Any info here would immensely help me. Thanks!


Solution

  • In the context of Puma workers and threads are both used to achieve concurrency so that Puma can process requests without always waiting for the previous requests to be finished. A good configuration will need to find a good balance between the amount of workers and threads and several aspects of the deployed application need to be taken into consideration:

    • Workers:

      • Have bigger memory overhead since each forked process needs its own memory (this is mitigated on Linux due to (https://en.wikipedia.org/wiki/Copy-on-write) but is still a factor)
      • Allow for parallelism when multiple cores are available. This is mostly a concern when processing requests is computationally heavy - which is something to avoid - if a request needs to perform some heavy computation it's a good idea to move it a background job using a library like (https://github.com/mperham/sidekiq)
      • Can't be used on JRuby since it does not support forking
    • Threads

      • The configured amount of threads will be run for each worker process - meaning if you have workers x and threads y then you are getting a total of x * y request processing threads
      • Share memory so they have smaller memory footprint (even though there are gotchas here as well: (https://www.speedshop.co/2017/12/04/malloc-doubles-ruby-memory.html)
      • On MRI, which is the default Ruby implementation, threads do not allow for executing Ruby code in parallel due to the GIL - this should not be a big concern as the GIL is not locked during waiting on IO which is where a lot of the execution time will be spent - accessing the database, communicating with APIs, etc.
      • On JRUBY threads can achieve parallelism.
      • Can't be used if you app is not threadsafe. Rails is threadsafe itself but you don't have guarantees for any 3d party code the app depends on or the app code itself. If the app is not threadsafe the answer here is easy - don't use threads (meaning configure min and max threads to 1). Lacking threadsafety is a situation where multi worker configuration makes sense even on a single core instance.
      • For any amount of threads you need to make sure there are enough database connections in the connection pool. This typically means setting the Rails connection pool size to the number of threads you run in a worker process.

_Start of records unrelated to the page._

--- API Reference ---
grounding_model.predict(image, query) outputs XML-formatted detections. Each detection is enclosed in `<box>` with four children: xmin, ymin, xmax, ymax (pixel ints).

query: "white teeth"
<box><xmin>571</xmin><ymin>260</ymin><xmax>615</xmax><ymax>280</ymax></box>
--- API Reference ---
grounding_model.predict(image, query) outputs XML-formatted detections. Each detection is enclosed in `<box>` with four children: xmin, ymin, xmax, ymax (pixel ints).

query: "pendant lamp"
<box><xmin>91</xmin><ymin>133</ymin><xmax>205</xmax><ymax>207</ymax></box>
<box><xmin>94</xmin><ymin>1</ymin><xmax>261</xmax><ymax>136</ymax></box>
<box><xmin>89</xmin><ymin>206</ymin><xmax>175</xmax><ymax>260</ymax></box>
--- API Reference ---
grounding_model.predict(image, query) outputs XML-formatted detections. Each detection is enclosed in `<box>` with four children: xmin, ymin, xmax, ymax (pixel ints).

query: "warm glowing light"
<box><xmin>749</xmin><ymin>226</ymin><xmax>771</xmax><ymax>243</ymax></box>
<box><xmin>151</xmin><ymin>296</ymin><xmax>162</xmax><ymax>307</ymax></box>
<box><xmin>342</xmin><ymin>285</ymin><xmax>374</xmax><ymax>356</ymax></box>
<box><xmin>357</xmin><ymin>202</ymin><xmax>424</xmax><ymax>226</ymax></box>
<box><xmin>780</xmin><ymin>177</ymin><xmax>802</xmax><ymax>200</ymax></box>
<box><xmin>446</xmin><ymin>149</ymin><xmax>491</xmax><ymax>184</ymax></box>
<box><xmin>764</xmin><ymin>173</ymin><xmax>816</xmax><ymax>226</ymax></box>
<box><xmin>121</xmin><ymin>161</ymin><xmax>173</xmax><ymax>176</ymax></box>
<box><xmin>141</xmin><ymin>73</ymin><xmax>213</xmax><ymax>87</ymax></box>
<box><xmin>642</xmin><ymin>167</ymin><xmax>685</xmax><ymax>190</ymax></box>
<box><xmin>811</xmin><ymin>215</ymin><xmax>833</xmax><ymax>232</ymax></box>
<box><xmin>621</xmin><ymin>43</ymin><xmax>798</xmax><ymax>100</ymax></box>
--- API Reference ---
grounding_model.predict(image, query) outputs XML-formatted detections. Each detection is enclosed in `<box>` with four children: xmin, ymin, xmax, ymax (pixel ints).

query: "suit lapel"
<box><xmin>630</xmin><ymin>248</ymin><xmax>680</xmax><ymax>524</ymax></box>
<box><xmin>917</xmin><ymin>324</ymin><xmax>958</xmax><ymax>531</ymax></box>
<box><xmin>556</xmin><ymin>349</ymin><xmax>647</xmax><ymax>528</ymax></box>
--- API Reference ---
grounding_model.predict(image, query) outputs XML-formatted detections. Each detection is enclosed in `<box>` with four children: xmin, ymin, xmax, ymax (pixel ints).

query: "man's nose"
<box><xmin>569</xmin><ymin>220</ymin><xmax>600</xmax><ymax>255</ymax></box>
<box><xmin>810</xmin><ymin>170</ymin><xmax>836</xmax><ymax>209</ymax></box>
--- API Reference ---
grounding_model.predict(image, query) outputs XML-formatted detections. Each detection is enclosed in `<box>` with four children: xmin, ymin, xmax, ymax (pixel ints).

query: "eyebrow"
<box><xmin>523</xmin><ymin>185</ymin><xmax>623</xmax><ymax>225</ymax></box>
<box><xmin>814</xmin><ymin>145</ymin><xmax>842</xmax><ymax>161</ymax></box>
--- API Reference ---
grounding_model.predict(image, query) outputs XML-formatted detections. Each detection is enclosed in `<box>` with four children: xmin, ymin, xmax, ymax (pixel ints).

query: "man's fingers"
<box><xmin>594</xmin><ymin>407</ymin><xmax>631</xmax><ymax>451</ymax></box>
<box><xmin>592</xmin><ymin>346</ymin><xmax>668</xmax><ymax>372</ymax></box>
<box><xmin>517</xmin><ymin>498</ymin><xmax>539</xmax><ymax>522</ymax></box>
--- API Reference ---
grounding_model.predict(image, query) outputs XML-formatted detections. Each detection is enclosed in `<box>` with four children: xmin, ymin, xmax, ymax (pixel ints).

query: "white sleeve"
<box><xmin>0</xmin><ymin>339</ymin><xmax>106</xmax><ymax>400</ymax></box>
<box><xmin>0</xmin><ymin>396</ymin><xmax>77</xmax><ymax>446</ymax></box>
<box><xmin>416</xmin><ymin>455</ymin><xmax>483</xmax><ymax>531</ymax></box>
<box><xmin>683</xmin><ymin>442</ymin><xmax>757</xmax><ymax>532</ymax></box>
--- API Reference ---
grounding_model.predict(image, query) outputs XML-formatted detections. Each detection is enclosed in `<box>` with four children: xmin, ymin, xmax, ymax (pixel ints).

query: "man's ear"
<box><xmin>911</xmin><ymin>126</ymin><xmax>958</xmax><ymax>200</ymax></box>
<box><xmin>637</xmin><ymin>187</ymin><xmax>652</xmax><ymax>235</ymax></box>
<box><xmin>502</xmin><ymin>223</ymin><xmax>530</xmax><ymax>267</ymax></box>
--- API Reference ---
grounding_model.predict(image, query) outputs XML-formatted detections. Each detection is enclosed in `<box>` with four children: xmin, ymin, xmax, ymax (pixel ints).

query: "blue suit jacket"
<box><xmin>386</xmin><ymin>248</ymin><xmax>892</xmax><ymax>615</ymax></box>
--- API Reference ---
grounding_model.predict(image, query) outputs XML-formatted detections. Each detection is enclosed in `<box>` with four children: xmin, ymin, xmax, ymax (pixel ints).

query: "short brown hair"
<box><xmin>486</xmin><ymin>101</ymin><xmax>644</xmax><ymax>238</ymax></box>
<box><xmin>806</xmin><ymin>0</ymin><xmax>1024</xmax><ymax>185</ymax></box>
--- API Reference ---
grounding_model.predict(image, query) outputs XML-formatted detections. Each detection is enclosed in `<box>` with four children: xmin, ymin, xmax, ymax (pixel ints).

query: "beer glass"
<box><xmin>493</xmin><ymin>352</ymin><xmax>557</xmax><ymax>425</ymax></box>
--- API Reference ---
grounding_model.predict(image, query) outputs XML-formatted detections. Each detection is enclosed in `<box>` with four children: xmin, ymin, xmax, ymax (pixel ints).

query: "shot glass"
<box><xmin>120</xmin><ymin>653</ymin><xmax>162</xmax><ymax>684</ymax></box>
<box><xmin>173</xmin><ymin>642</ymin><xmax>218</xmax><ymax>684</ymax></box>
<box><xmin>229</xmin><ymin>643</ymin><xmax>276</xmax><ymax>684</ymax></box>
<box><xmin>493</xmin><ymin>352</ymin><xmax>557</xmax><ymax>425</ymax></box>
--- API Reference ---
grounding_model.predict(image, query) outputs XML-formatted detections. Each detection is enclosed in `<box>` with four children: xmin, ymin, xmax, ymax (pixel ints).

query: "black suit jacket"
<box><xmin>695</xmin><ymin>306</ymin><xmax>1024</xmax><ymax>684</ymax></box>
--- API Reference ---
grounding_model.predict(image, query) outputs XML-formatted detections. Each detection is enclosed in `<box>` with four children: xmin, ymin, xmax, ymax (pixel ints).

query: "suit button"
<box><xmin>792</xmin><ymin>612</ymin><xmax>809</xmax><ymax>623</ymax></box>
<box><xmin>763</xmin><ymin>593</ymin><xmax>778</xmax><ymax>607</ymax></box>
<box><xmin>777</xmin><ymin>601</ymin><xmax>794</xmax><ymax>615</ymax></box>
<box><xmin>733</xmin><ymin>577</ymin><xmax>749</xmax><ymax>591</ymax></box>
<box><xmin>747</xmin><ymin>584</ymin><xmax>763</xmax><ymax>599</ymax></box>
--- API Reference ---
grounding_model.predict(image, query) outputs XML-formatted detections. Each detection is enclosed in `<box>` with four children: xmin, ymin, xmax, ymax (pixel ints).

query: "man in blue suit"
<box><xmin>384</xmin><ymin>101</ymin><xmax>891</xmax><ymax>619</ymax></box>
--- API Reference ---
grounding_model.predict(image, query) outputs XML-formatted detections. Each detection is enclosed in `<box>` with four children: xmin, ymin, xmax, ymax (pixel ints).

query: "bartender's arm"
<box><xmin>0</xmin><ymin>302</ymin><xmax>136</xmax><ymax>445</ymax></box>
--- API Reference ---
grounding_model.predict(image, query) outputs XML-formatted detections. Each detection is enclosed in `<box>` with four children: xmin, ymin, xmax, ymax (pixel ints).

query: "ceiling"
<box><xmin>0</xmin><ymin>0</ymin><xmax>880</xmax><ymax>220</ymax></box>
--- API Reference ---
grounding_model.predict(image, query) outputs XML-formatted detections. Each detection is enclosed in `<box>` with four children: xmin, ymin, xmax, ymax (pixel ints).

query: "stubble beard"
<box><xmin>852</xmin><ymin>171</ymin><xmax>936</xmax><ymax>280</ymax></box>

    Comparing multiple workers to deploying to multiple EC2 instances misses a part of the picture: when using Puma with multiple workers there's a master Puma process that listens on a port and routes each request to an available worker process. When you have multiple EC2 instances then you need to take care of load balancing between them in some way - in the case of AWS that could be ELB or ALB. Deploying to multiple instances and load balancing are the right way to deploy any serious web application any way but that should not stop you utilizing instance resources better through workers and threads.

    I'd suggest experimenting with the configuration of workers and threads and starting at setting workers to the number of cores and threads to 10 - then make adjustments if you encounter problems with memory usage or under utilization of resources.